A energia elétrica é uma necessidade que vai além da aroeira, sendo importante para garantir mais qualidade de vida para as famílias e para melhorar a estrutura de irrigação, fundamental para as demais culturas (a aroeira não precisa de irrigação) de subsistência, como mandioca, milho e hortaliças, e as criações de suínos e aves e as frutas, como coco, banana, maracujá e cacau.

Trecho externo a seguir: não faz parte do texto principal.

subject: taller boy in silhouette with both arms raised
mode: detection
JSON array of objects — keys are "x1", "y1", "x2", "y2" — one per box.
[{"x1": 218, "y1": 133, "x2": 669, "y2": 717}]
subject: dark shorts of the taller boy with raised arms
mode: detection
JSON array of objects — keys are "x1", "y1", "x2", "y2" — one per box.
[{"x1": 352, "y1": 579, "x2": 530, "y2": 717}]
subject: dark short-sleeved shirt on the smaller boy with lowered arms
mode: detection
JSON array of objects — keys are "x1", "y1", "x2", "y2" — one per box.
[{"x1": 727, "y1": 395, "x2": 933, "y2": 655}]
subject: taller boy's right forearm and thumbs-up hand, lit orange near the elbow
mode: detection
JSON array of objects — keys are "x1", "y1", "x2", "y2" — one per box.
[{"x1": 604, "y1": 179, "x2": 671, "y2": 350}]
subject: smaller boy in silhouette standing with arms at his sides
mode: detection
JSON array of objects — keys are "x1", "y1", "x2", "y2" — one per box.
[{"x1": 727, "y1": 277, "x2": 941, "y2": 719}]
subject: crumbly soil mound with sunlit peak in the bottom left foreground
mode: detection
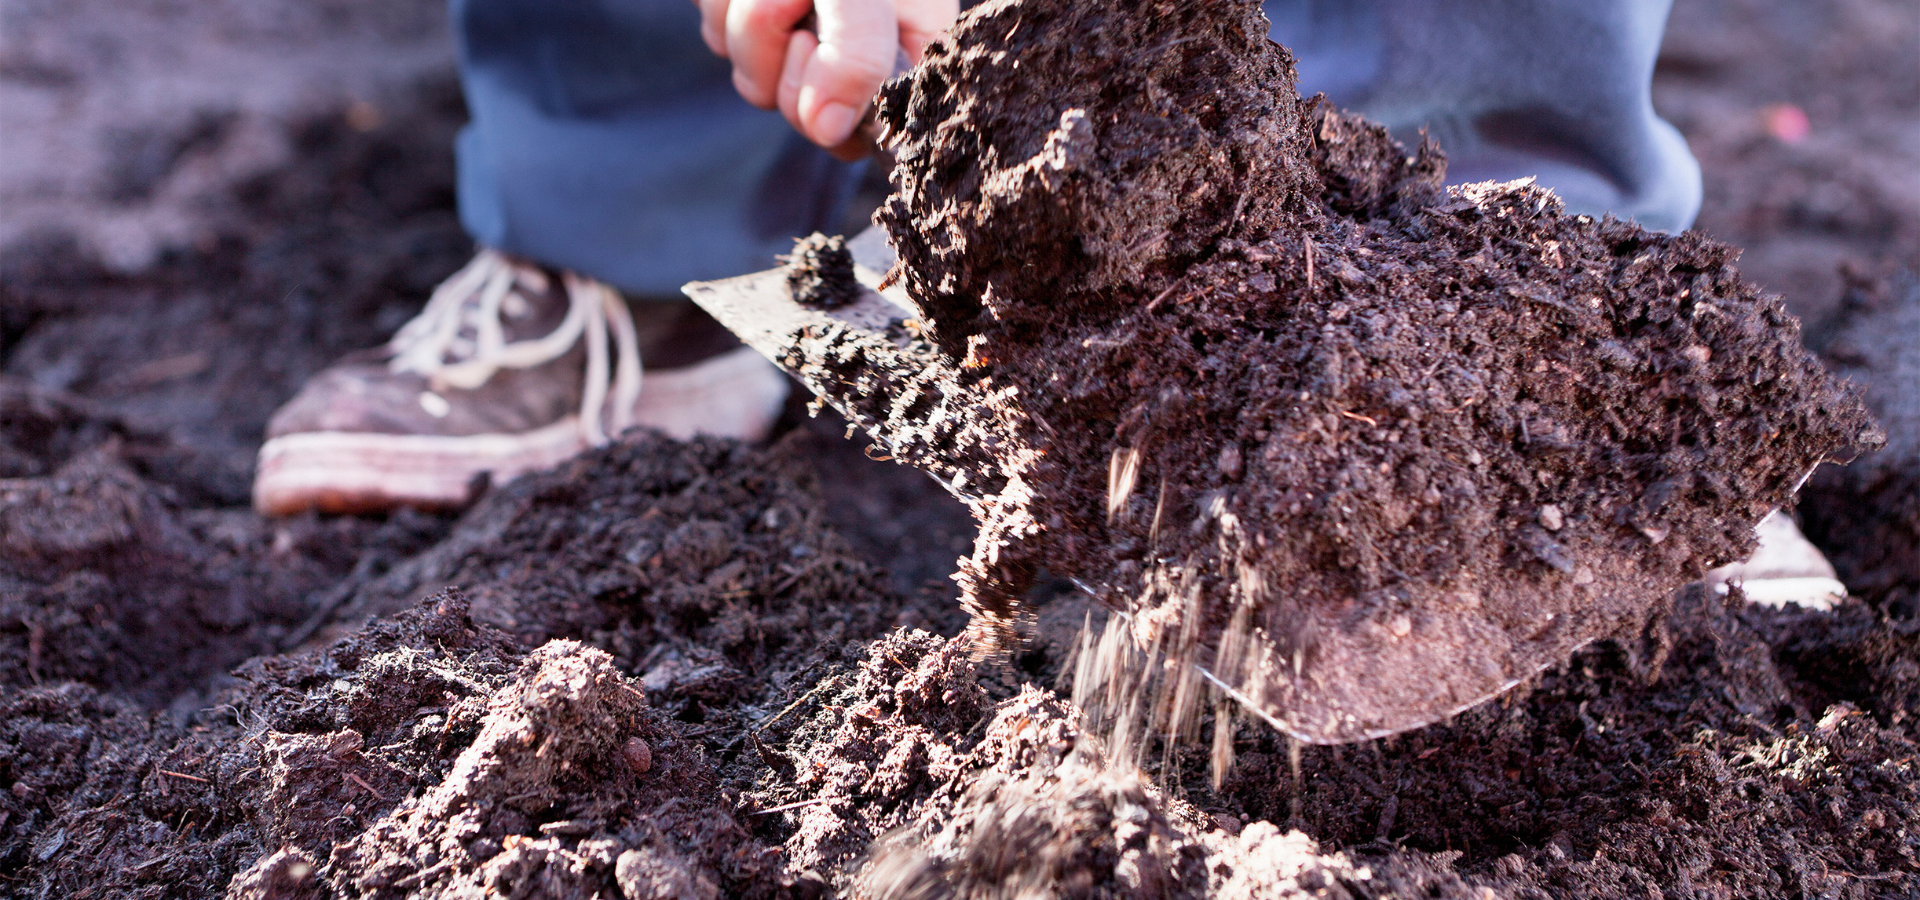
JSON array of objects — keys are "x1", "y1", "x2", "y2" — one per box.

O excedente da produção desses itens, hoje consumidas nas residências e trocados entre os moradores, poderá ser destinado ao Programa de Aquisição de Alimentos (PAA) e outras formas de comercialização, ampliando a renda familiar.
A energia elétrica também vai incentivar a adoção da energia solar, pois o sistema de transmissão da concessionária EDP Escelsa sendo instalado na comunidade, o custo de implantação dos painéis é menor, sem necessidade de bateria, com o excedente de energia sendo comprado pela concessionária, num formato em funcionamento há alguns anos no país.
Já há um local eleito para a construção de um galpão, com sala de processamento para a futura agroindústria, que funcionará ao lado da casa de farinha, da casa de oração e do centro cultural, onde as manifestações culturais tradicionais poderão ser fortalecidas, com destaque para o jongo, manifestação folclórica que imortalizou o fundador da comunidade, mestre Pedro de Aurora, reverenciado no documentário de Orlando Bomfim Netto.
No filme, o saudoso cineasta apresenta Pedro como “Tirador de Jongo raiz”, e o mostra em cena entoando seu jongo “Pra ficar menos custoso”.
A partir de 2004, descreve o relatório, as primeiras iniciativas de retomada das terras aconteceram no Sapê, embasadas no Decreto 4.887/2003, que reconhece os territórios quilombolas e estabelece os procedimentos de titulação das áreas aos descendentes.
No caso da retomada do Córrego do Felipe, o protagonista foi o neto de S. Pedro de Aurora, Benedito Santos Guimarães, o Neguinho, cumprindo o desejo de seu avô, que “sempre manteve o desejo de voltar às suas origens”.